In 1998, Sergey Galitskiy opened a small grocery in his hometown of Krasnodar, 800 miles south of Moscow.
Over the next two decades he expanded that modest operation into an empire with almost $20 billion in sales and 16,000 stores across Russia, amassing a fortune valued at some $5 billion in the process. On Friday, he walked away.
Galitskiy will quit as chief executive officer of Magnit after selling 138 billion rubles ($2.5 billion) of shares - 29% of the company - to the state-controlled VTB Group, Magnit said in a regulatory filing.
Though he had been cutting his stake in the chain in small increments in recent years, the market was surprised to see him bail almost entirely - selling his shares at 3.9% below Thursday’s closing price. After Friday’s deal, Galitskiy owns about 3% of Magnit.
The disposal comes after Magnit had struggled to manage its rapid expansion and fend off competitors, especially X5 Retail Group, controlled by rival billionaire Mikhail Fridman.
With its sales growth slowing, Magnit in 2016 ceded the title of Russia’s largest retailer to X5, and its shares have fallen by more than half in the past 12 months. Magnit dropped as much as 7% in Moscow trading on Friday, to the lowest since 2012.
Business Decision
Galitskiy said he decided to sell because his views on running Magnit clashed with those of other shareholders, as the market demanded fast growth and he preferred to focus on profitability, Interfax reported.
“It was a difficult decision since I founded this company,” he said at a signing ceremony in Sochi, clearly emotional, in a broadcast shown on RBC Television. “But nothing is forever. I shouldn’t oppose this process. If investors want changes, they should get them.”
The haste with which the deal was put together, the relatively low price, and the fact that the buyer was a state-controlled bank indicate that Galitskiy made “an emotional rather than a rational decision,” said Alexey Krivoshapko, director at Prosperity Capital who helps manage $4.2 billion in assets, including Magnit shares.
But there have been underlying problems that must be addressed, Krivoshapko said, and the company might well benefit from new leadership.
“Magnit has been underperforming for the last two years,” Krivoshapko said. “Management has been missing sales targets and pushing an unrealistic plan to improve margins by producing its own food.”

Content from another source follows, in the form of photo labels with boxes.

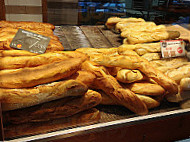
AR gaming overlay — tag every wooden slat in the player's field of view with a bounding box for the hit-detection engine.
[97,25,122,47]
[62,26,91,50]
[54,26,71,51]
[80,26,112,48]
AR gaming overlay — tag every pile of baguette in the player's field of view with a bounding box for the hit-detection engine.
[0,21,102,127]
[105,17,190,108]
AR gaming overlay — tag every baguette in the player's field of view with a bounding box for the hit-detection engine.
[0,50,38,58]
[105,17,144,29]
[4,90,102,124]
[127,82,165,96]
[91,55,178,94]
[0,58,83,89]
[0,21,55,30]
[116,69,145,83]
[0,51,86,70]
[4,108,100,139]
[118,42,161,55]
[82,61,148,115]
[180,78,190,91]
[100,91,160,109]
[69,70,96,87]
[0,80,88,111]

Magnit’s customer base in the regions was hard hit by soaring inflation and a two-year economic recession. Consumer demand is now slowly recovering, supported by lower inflation and a strengthening of the ruble.
Sandwich Takeover
With investor concern growing over high-profile takeovers of oil and banking assets by state-controlled entities in the past 18 months, VTB was quick to defend the acquisition as just another investment. VTB owns 3% of another Russian retailer, Lenta, as well as 27.5% of wireless carrier Tele2 Russia.
VTB’s First Deputy CEO Yuri Soloviev said the purchase of Magnit was “purely an investment decision.” Speaking to reporters at an investment conference in Sochi, Soloviev pointed to his bank’s 2012 purchase of 47% of fast-food chain Burger King’s Russian franchise operation as an example of its experience in the retail and consumer sector.
“When we bought a stake in the Burger King franchise,” he said, “did you worry about a state takeover of sandwiches?”
Chief Financial Officer Khachatur Pombukhchan has been appointed Magnit’s new CEO. Though Pombukhchan told investors last month that the company wouldn’t pay a dividend this year, Magnit on Friday said that a dividend is now planned for the second half.
Magnit also said it is considering a share buyback, part of which would be used for a management incentive plan.
After Magnit’s sharp drop on Friday, Vadim Bit-Avragim, a money manager at Kapital Asset Management in Moscow, suggested investors should brace for further declines. He said Galitskiy’s business strategy of rapid growth didn’t suit the current market in Russia, spurring him to look for an exit.
“I’m guessing he’s been mulling a sale for a while now,” Bit-Avragim said. “And he just couldn’t find a good foreign buyer.”